The case of remittance transfer presents an interesting example of how the written law is abandoned by the people in favour of a social contract. The hawala or hundi system represents the social contract while the telegraphic transfer method represents the written law. Some where in between, the market has embraced the Western Union and many other agencies like it, which are as efficient as hawala, certainly expensive than hawala though less ‘official’ than the bank transfer. According to an estimate, USD 5 billion is transferred through this network each year, which is 130% age of the official remittances.
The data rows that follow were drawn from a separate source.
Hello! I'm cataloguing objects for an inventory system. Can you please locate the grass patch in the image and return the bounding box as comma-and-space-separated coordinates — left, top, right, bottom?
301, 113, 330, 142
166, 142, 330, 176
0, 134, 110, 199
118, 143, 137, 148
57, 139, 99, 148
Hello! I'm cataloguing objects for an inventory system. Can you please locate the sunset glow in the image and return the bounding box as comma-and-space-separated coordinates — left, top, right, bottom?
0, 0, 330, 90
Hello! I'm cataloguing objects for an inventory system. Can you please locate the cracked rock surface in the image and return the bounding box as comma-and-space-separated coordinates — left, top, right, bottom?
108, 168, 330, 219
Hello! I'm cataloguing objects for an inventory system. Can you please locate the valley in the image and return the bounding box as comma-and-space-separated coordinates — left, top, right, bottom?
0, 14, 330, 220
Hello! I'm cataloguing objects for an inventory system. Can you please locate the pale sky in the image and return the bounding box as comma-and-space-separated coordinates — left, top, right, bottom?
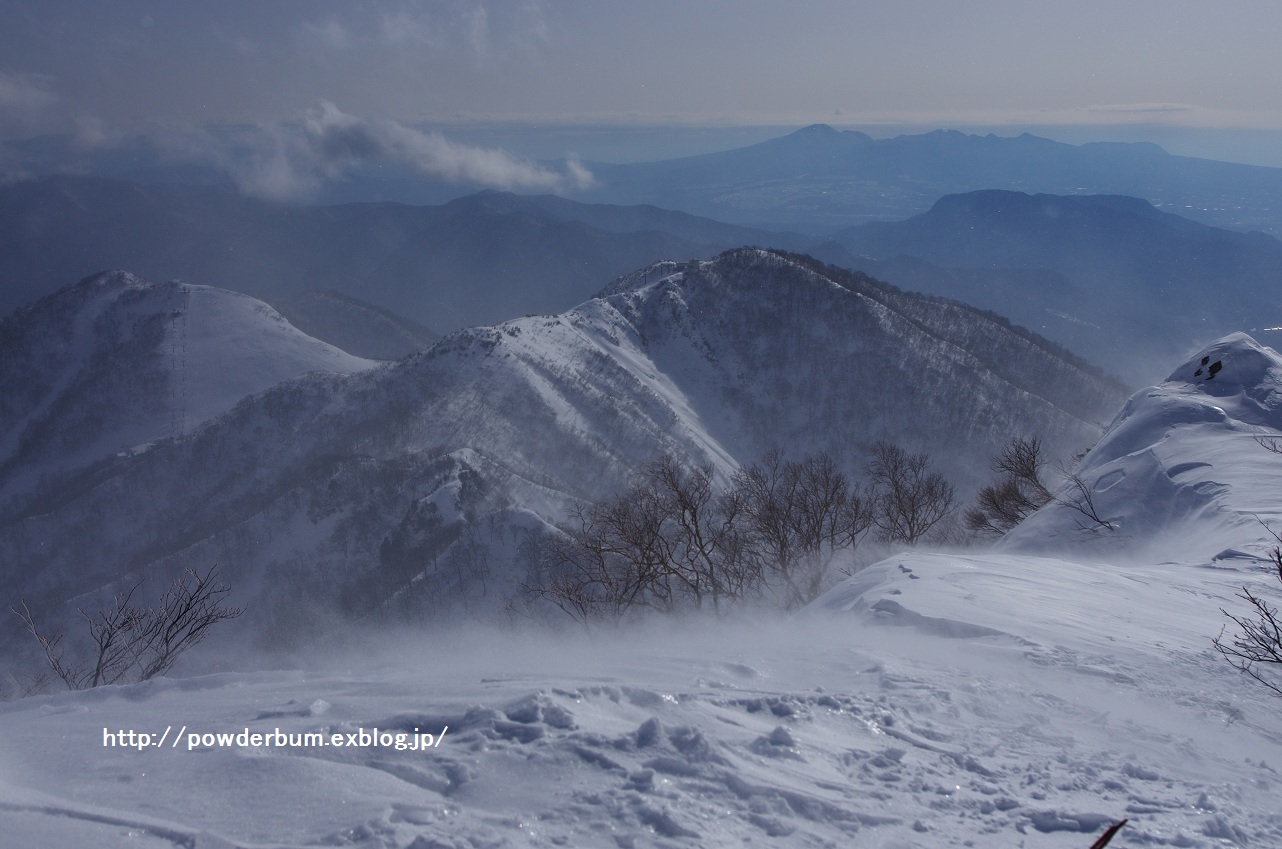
0, 0, 1282, 171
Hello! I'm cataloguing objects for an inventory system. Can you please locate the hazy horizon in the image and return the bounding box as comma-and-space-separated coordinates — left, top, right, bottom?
0, 0, 1282, 196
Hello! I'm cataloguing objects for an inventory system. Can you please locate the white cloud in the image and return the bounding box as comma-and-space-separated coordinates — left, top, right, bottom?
293, 103, 592, 191
219, 103, 592, 200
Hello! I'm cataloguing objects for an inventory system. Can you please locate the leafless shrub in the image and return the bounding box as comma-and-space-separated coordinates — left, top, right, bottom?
1091, 820, 1129, 849
868, 441, 956, 545
1211, 531, 1282, 695
527, 451, 873, 623
729, 450, 874, 609
1055, 469, 1117, 532
10, 567, 244, 690
1254, 433, 1282, 454
963, 437, 1053, 536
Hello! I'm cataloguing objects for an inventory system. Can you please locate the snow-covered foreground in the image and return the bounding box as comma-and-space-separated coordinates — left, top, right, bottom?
0, 554, 1282, 849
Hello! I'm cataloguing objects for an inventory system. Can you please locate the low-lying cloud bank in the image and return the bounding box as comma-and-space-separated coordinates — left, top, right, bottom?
30, 101, 594, 201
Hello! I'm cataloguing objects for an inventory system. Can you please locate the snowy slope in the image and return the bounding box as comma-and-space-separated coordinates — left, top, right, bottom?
0, 272, 373, 512
0, 256, 1120, 636
0, 303, 1282, 849
997, 333, 1282, 563
0, 554, 1282, 849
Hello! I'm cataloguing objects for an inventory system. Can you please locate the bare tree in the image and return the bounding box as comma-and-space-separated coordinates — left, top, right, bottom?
964, 436, 1053, 536
868, 440, 956, 545
729, 450, 873, 609
527, 455, 754, 622
10, 567, 244, 690
1055, 468, 1117, 532
1211, 546, 1282, 695
527, 451, 872, 623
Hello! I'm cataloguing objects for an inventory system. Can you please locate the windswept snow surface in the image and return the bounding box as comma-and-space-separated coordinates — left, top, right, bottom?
0, 319, 1282, 849
997, 333, 1282, 563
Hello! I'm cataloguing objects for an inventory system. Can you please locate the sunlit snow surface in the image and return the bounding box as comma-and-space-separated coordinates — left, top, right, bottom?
0, 337, 1282, 849
0, 554, 1282, 849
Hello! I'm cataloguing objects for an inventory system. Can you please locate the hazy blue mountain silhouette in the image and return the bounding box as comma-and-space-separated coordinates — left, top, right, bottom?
815, 190, 1282, 380
0, 176, 806, 333
582, 124, 1282, 232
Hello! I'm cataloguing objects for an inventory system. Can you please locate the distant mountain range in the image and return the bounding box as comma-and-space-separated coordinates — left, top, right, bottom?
0, 171, 1282, 383
574, 124, 1282, 235
0, 249, 1123, 648
0, 176, 809, 346
0, 176, 809, 354
814, 190, 1282, 382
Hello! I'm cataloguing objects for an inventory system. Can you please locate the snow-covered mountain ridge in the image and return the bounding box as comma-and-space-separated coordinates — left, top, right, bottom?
999, 333, 1282, 563
0, 249, 1120, 646
0, 272, 374, 504
0, 264, 1282, 849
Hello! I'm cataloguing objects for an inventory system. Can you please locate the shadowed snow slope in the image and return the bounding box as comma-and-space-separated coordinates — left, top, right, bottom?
0, 272, 373, 512
0, 287, 1282, 849
0, 249, 1120, 646
997, 333, 1282, 563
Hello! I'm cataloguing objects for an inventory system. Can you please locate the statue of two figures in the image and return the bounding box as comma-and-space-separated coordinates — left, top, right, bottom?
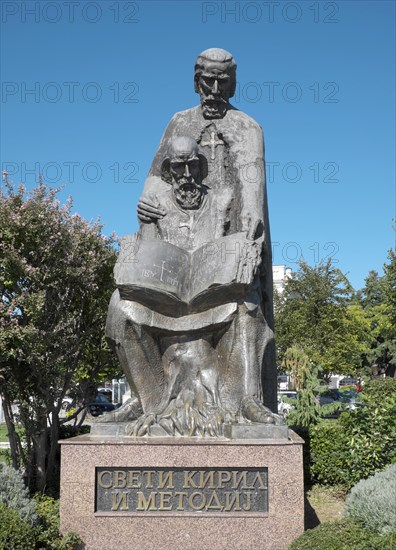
103, 48, 282, 436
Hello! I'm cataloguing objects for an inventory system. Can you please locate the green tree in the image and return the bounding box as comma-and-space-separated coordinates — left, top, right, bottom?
357, 256, 396, 374
0, 181, 116, 491
275, 260, 370, 378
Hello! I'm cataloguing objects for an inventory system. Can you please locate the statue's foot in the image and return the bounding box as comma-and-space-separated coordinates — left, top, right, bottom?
125, 413, 156, 437
94, 397, 142, 424
157, 389, 231, 437
241, 395, 284, 425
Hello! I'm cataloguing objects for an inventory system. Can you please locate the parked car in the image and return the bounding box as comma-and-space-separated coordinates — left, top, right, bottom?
87, 392, 121, 416
338, 376, 358, 387
61, 397, 73, 412
278, 390, 297, 418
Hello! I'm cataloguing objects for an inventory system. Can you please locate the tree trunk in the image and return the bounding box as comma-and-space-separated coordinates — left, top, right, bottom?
33, 416, 48, 493
1, 394, 21, 470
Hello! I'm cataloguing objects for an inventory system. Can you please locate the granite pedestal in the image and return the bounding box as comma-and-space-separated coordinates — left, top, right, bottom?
60, 431, 304, 550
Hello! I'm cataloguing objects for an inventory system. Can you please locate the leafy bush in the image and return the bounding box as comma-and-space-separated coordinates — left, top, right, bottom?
309, 420, 351, 486
34, 495, 81, 550
345, 464, 396, 535
0, 462, 38, 525
0, 503, 36, 550
288, 520, 396, 550
310, 379, 396, 489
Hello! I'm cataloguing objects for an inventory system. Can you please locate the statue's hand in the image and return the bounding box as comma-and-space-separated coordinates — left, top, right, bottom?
137, 196, 166, 223
237, 239, 262, 285
246, 216, 264, 241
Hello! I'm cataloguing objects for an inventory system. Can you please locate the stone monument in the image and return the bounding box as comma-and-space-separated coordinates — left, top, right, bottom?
61, 48, 303, 549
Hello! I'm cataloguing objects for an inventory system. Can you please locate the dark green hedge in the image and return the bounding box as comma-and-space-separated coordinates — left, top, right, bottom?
288, 520, 396, 550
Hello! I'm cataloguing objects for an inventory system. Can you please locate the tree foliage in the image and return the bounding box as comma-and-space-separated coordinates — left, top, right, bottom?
357, 258, 396, 373
0, 182, 116, 491
275, 260, 370, 376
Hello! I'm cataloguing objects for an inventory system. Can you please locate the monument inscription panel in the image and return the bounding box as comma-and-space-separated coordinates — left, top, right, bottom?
95, 467, 268, 515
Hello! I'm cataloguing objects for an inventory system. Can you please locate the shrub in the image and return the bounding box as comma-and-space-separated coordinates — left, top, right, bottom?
0, 462, 38, 525
34, 495, 81, 550
0, 503, 36, 550
310, 379, 396, 489
310, 420, 351, 486
288, 520, 396, 550
345, 464, 396, 535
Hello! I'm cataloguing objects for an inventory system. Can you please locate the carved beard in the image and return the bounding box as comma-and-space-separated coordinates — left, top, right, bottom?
173, 179, 203, 210
201, 94, 228, 118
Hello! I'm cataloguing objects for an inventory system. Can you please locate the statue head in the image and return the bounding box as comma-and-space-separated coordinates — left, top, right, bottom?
162, 136, 207, 210
194, 48, 236, 119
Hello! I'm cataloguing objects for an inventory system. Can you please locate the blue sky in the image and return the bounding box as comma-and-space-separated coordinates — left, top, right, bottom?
0, 0, 396, 288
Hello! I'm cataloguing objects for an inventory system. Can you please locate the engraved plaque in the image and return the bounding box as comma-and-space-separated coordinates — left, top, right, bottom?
95, 467, 268, 515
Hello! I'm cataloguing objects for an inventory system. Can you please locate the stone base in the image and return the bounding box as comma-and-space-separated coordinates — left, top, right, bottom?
60, 431, 304, 550
90, 422, 289, 441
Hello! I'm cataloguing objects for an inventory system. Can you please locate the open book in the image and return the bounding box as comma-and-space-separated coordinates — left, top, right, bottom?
114, 233, 262, 316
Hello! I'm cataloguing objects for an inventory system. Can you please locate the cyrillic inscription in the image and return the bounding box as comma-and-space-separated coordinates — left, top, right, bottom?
95, 468, 268, 514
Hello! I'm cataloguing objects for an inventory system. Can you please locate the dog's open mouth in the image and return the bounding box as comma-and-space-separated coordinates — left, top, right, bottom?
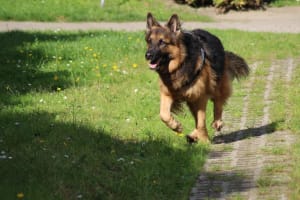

Given the administrative loopholes in tax collection system, the impact of a reformed sales tax on reducing the extra-legal economy will be open to debate. This argument applies to all kinds of tax evading businesses: those who are registered and pay less than their share and those who remain out of the tax net and continue to thrive in their businesses. According to another study done by LUMS, out of every Rs. 100, 62 rupees are pocketed back by the tax payer, tax collector and tax practitioner.
Federal Board of Revenue faces the herculean task of expanding the tax base. For this, they must start with trust on the millions of small enterprises which are ready to pay taxes to get other benefits from documentation such as access to formal credit. A sales tax of even 15% after reform is simply too high to induce these millions of businesses to disclose them. An ideal tax rate will be much lower but its exact calculation should be best left to detailed economic research. A tax structure must reward businesses for disclosure, not punish them.
The author, an economics consultant, is Director Program and Development, Alternate Solutions Institute, Lahore. This article first appeared in The Express Tribune on December 6, 2010.